La primera mitad de este año ha permitido que se reabriese un viejo debate, de la mano del aparente resurgimiento, frente a Estados Unidos, de un proyecto independiente del lado de la UE. Olvidaremos ahora, por lo que puedan tener de coyunturales, los datos más recientes, que han venido a rebajar, y sensiblemente, el tono de las discrepancias que Francia y Alemania blandieron meses atrás, hoy arrinconadas en provecho de posiciones más aquiescentes con la prepotencia norteamericana.

Afirmar que EEUU y la UE blanden proyectos muy semejantes sería, a buen seguro, simplificar los hechos. Al respecto quienes saben de estas cosas gustan de recordar, como botones de muestra, que la actitud de la UE con respecto a Israel es menos generosa que la norteamericana, que perviven serias diferencias en lo que atañe a la pena de muerte y a la justicia penal internacional o que los países europeos se muestran más propensos a la preservación de mecanismos multilaterales. Uno tiene por momentos la impresión, sin embargo, de que lo anterior no da para mucho o, lo que es casi lo mismo, de que la subordinación que Bruselas sigue mostrando para con Washington es cualquier cosa menos casual y pasajera. De un tiempo a esta parte se acumulan los datos que invitan a recelar, por lo demás, de dos grandes mitos que aderezan a la UE que conocemos.

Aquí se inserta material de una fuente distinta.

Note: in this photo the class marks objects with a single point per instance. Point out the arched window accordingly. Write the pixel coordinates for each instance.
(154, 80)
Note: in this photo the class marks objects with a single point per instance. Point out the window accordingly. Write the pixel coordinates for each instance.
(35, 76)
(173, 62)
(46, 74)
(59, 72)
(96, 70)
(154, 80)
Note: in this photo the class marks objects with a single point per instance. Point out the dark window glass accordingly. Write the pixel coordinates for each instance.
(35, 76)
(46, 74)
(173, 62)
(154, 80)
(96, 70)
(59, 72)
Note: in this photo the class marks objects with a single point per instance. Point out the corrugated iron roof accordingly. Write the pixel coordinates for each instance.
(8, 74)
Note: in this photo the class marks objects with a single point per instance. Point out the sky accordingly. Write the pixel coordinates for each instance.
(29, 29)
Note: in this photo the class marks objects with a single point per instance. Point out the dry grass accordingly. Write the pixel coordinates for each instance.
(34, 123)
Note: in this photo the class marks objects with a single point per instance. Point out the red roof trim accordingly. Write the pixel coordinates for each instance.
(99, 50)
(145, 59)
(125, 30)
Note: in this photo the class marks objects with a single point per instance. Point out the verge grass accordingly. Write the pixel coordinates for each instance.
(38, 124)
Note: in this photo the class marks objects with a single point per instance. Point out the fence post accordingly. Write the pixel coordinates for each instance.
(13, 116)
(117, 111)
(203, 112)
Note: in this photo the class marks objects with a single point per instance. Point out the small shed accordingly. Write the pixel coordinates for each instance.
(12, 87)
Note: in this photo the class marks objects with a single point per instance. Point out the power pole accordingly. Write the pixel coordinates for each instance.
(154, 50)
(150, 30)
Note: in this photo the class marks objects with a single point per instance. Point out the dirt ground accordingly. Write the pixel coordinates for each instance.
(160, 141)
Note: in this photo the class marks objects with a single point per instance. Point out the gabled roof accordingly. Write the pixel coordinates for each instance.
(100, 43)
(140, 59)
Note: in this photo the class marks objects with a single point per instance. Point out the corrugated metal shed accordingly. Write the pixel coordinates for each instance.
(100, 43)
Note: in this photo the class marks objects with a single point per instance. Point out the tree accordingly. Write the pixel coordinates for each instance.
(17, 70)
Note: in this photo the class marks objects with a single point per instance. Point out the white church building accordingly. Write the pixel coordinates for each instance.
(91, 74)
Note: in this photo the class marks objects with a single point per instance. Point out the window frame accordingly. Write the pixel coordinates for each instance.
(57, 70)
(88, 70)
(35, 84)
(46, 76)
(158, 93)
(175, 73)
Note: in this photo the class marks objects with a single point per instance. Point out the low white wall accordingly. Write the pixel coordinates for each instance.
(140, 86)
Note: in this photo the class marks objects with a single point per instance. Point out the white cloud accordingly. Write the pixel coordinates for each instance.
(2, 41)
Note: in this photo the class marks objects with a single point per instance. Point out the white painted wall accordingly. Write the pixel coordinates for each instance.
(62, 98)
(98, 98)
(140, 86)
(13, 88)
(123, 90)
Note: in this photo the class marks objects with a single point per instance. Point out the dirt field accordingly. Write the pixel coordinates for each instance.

El primero sugiere que hay un modelo de capitalismo europeo caracterizado por su inequívoca dimensión social y enfrentado al capitalismo norteamericano, mucho más competitivo y remiso a aceptar la salvaguarda de derechos. Estamos tristemente obligados a preguntarnos si el modelo europeo ha resistido el envite de dos decenios de políticas neoliberales o, por el contrario, y como parece, ha sucumbido a una franca inmersión en los códigos propios de su rival estadounidense. La certificación de que esto es lo que, mal que bien, ha ocurrido, deja en mal papel, por cierto, a quienes sostienen impertérritos que el capitalismo propio de la UE tiene una inequívoca dimensión productiva, frente a las querencias especulativas que despuntarían en el norte de América.

El segundo mito se asienta en la percepción de que, por su cara bonita, la UE es un agente internacional ontológicamente comprometido con la justicia, la solidaridad y la paz. ¿En virtud de qué extraño razonamiento estaríamos obligados a aceptar que el núcleo europeo del capitalismo global difiere sensiblemente de sus competidores en lo que a su conducta en el Tercer Mundo, por ejemplo, respecta? ¿Alguien piensa en serio que los proyectos que abrazan gentes como Tony Blair --la agresividad al servicio del imperio estadounidense--, Jacques Chirac --la defensa de un horizonte de hegemonía para Francia--, Schröder --una agresión en toda regla contra los gastos sociales--, Silvio Berlusconi --la supremacía aplastante, frente a la ley, de los intereses empresariales-- o José María Aznar --la miserable incorporación de su país al club de los más ricos-- guardan alguna relación con valores como los mencionados? La retórica de la que la UE hace uso, ¿retrata mejor el sentido final de su apuesta que el contenido expreso de las políticas que sus abanderados acarician?

Tras los innegables logros de la Europa de los mercaderes, ¿hay alguna apuesta consecuente por algo que no sea la defensa obscena de intereses, aun a costa de arrinconar respetables principios?

Los dos mitos que acabamos de mal reseñar no deben oscurecer, con todo, el vigor de una excelsa paradoja: lo que a los ojos de muchos se antoja uno de los males endémicos de la UE realmente existente --la falta de acuerdo que, en virtud de la preservación de los discursos nacionales respectivos, muestran sus miembros-- bien puede ser un saludabilísimo elemento de contención. Y es que esa división traba, y poderosamente, la irrupción de conductas abrasivas en las que los espasmos propios de una lógica imperial encuentren acomodo.

Entre tanto, y como medida de estricta prudencia, lo suyo es que guardemos las distancias con respecto a lo que la UE puede ofrecer en el futuro: no vaya a ser que, llevados del encomiable propósito de contrarrestar la indisputada hegemonía norteamericana, alimentemos monstruos entregados a la reproducción de muchas de las miserias que rodean a esta última.